# A Simple Experiment 
in which we try to predict the difference in molecular weight from a set of features

In [2]:
import rdkit.Chem
import sklearn
import pandas as pd
import numpy as np
from pathlib import Path
from rdkit import Chem
from rdkit.Chem import Descriptors
from sklearn import svm, metrics, clone
from sklearn.ensemble import RandomForestClassifier
from sklearn.neural_network import MLPClassifier
from sklearn.model_selection import KFold, train_test_split

## load the data

In [3]:
mol_path = Path("/data/chodera/asap-datasets/mpro_fragalysis-04-01-24_curated_cache/combined_2d.sdf")

In [4]:
mols = [mol for mol in Chem.SDMolSupplier(str(mol_path))]

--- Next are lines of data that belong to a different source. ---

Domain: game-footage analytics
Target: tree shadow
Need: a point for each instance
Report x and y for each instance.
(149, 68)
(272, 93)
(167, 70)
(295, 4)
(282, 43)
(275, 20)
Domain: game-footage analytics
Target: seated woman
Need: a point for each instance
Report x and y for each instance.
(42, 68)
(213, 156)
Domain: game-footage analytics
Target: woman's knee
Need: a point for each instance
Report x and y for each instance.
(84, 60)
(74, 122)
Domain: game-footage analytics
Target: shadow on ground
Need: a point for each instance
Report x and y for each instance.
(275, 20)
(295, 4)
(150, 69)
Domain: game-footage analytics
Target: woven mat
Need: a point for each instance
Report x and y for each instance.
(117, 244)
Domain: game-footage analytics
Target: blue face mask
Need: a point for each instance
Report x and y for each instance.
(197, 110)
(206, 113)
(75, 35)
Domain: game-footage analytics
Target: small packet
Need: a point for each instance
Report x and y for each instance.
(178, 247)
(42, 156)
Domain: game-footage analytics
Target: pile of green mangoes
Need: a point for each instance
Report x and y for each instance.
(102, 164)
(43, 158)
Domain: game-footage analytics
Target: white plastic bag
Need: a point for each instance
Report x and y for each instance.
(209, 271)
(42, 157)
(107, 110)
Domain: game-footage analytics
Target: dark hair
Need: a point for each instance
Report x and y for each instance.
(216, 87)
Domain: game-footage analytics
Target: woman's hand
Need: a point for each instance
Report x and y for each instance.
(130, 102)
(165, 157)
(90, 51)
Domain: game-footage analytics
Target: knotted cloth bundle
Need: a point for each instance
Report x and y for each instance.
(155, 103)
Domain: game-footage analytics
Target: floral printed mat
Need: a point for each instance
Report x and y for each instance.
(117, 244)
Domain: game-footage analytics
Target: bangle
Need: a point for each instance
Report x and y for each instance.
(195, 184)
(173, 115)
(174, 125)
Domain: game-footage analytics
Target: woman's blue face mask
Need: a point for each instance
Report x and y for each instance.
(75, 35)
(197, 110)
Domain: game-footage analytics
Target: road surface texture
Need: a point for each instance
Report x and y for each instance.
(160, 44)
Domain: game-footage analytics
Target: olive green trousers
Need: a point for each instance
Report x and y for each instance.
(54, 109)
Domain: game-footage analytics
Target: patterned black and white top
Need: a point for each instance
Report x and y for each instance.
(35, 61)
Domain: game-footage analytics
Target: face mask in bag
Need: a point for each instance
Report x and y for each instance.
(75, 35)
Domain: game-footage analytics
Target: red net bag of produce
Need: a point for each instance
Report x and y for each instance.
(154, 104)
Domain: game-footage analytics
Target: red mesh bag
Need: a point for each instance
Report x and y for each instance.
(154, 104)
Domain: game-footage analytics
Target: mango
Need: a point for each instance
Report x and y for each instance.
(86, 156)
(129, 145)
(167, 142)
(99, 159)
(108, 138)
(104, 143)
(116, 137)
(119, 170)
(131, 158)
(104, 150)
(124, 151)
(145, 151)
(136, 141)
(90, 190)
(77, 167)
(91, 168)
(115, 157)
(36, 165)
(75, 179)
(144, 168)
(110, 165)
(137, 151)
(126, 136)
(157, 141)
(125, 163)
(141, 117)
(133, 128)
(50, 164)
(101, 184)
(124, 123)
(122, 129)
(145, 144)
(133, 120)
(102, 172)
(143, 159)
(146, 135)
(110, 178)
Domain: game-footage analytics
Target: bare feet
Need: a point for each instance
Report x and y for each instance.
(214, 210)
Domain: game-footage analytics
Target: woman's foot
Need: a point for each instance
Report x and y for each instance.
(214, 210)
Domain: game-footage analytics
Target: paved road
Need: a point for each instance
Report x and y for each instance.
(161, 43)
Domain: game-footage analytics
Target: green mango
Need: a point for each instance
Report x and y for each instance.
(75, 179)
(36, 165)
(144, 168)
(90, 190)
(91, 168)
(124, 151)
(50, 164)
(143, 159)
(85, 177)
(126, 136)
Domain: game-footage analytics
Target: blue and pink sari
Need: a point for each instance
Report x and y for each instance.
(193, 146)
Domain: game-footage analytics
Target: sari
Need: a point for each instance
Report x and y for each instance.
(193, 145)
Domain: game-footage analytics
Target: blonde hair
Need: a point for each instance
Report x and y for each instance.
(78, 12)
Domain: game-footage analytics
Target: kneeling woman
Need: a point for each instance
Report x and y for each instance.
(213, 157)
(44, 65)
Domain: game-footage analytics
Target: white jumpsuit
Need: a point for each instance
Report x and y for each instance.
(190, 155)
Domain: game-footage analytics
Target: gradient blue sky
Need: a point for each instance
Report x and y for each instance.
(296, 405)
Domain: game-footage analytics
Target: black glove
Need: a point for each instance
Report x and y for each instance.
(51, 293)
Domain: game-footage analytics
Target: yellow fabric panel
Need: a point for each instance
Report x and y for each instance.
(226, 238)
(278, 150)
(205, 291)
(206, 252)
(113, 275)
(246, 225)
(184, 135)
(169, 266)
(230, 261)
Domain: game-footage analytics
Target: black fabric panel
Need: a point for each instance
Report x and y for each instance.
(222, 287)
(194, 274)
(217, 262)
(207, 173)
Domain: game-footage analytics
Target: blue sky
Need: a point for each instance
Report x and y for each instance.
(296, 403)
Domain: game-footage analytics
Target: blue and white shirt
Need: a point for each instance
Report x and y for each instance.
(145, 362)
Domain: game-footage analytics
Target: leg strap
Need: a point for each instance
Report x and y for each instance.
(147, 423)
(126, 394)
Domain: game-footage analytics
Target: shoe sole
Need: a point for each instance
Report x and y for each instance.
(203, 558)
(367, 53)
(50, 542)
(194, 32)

# Calculate molecular weight

In [5]:
mol_weight = [Descriptors.MolWt(mol) for mol in mols]

# Training data

In [6]:
mol1 = [mol for mol in mols for _ in mols]
weight1 = [weight for weight in mol_weight for _ in mol_weight]
mol2 = [mol for _ in mols for mol in mols]
weight2 = [weight for _ in mol_weight for weight in mol_weight]

In [7]:
df = pd.DataFrame({"mol1": mol1, "mol2": mol2, "weight1": weight1, "weight2": weight2})

In [8]:
df["weight_diff"] = np.abs(df["weight1"] - df["weight2"])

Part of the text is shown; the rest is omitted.